There is much for Georgians to be proud of. Their capital, whilst not yet a major destination on the tourism map, is modernising without losing respect for their traditions. One of the city’s newest pieces of architecture is the futuristic Bridge of Peace, which links the two land masses separated by the unfortunately rather dirty Mtkvari river. The nearby park is currently under construction, but already contains some rather bizarre structures, such as a giant piano and chess board.
These new designs will help to move Tbilisi into the 21st Century, but much of the city’s allure is located in its older regions. Whether taking a stroll through the prosperous Vake neighbourhood or scaling the narrow streets behind Rustaveli, the European styles that can be associated with many of Tbilisi’s buildings allow one to ponder about the history of this area and beyond. There was much repression during and immediately after the Soviet period, so it is nice to see so many of the older buildings still intact. Some are crumbling into oblivion, but much of the history and charm of the city will remain. Events like the large flea market that occur every Saturday – where I bought my first ever sword for 5GEL, or £2 – are a world away from modern urban life, and are all the better because of it.
Some recent additions to the city have managed to successfully link Georgia’s past and its future aspirations. This thought is encapsulated spectacularly by the 101-metre tall Sameba Cathedral that dominates the skyline of the left bank. It was built as recently as 2002, but the country’s biggest church helps to visualise the centuries of importance of the Russian Orthodox religion to the citizens in the region.
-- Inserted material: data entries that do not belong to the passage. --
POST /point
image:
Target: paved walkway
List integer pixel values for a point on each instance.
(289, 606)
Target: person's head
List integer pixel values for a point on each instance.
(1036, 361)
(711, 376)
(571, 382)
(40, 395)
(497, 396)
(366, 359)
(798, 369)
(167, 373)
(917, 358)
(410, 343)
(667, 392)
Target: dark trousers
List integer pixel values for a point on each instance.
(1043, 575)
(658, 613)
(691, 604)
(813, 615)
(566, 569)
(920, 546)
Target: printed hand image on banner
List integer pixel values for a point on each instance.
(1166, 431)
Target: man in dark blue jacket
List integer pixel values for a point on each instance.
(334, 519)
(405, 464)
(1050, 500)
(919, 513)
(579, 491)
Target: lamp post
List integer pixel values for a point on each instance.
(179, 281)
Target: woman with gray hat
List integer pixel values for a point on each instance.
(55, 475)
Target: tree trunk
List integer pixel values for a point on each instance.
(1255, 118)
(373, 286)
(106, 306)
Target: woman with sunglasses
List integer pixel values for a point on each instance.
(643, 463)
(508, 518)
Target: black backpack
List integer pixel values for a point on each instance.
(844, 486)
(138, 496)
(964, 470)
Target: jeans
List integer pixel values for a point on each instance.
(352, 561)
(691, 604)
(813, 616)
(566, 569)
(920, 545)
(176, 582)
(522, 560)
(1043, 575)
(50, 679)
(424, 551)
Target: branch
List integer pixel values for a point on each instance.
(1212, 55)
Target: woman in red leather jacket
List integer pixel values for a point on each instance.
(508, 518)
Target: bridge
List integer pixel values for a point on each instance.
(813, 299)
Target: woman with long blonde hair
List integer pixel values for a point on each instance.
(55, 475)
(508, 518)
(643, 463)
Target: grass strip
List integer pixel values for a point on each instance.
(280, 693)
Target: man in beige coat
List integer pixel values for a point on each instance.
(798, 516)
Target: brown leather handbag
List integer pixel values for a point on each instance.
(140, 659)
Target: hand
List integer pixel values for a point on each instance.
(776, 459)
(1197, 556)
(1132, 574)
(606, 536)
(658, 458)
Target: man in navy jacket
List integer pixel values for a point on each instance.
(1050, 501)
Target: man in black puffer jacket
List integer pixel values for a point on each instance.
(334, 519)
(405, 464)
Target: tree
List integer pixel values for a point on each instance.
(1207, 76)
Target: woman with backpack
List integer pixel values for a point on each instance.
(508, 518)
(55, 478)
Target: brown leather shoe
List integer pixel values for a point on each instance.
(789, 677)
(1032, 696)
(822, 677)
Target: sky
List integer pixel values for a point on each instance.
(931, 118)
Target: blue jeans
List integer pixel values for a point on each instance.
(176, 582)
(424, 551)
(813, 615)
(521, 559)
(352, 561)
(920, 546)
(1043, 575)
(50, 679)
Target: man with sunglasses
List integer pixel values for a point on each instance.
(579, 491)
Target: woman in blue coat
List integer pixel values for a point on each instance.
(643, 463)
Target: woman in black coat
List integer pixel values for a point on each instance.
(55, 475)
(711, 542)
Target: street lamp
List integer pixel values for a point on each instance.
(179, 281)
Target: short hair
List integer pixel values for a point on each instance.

The Georgian love of food and wine has also lasted through the ages, and it would have been rude not to sample their delights. Khachapuri – the cheese pie, and staple of the country – was eaten on a regular basis. We also regularly bemoaned our stomachs for eating too much soon after finishing on each occasion, due to the stodgy and heavy nature of the food. You can see from the picture below how big one khachapuri is – we put my hand there to give an idea of the size, and it’s rather small in comparison! And this was just for me...
Another national dish we tried and enjoyed was chikhirtma, which was described to us as ‘chicken broth with chicken leg within’. We were intrigued, and ultimately left slightly short-changed when merely provided with a large chicken breast within our very yellow soup.
Other food choices were more adventurous and regrettable. I am always keen to try new things when it comes to food, but I can now say with hindsight that a gelatinous animal hoof should not have been one of them. It was served in a broth along with other insides as a dish called khashi. Revolting cannot even begin to describe it, and much of Georgia’s famous red wine was required to take the taste away.
This was, however, a rare failure. I have been surprised and impressed by Georgia. From the friendliness and warm welcomes offered by her citizens – one small misunderstanding that almost led to the police becoming involved aside – to the aspiration to combine modernity with tradition, Georgia has been a wonderful experience for both of us. It is a naturally beautiful country and was a great place to spend our Christmas. Though not perfect, and anyone who lives in a country where smoking indoors is banned would have quite a nasty shock, I would definitely recommend a visit. I will warn you to bring a pair of loose jeans, though – your waistline will surely expand if you enjoy the food as much as we did!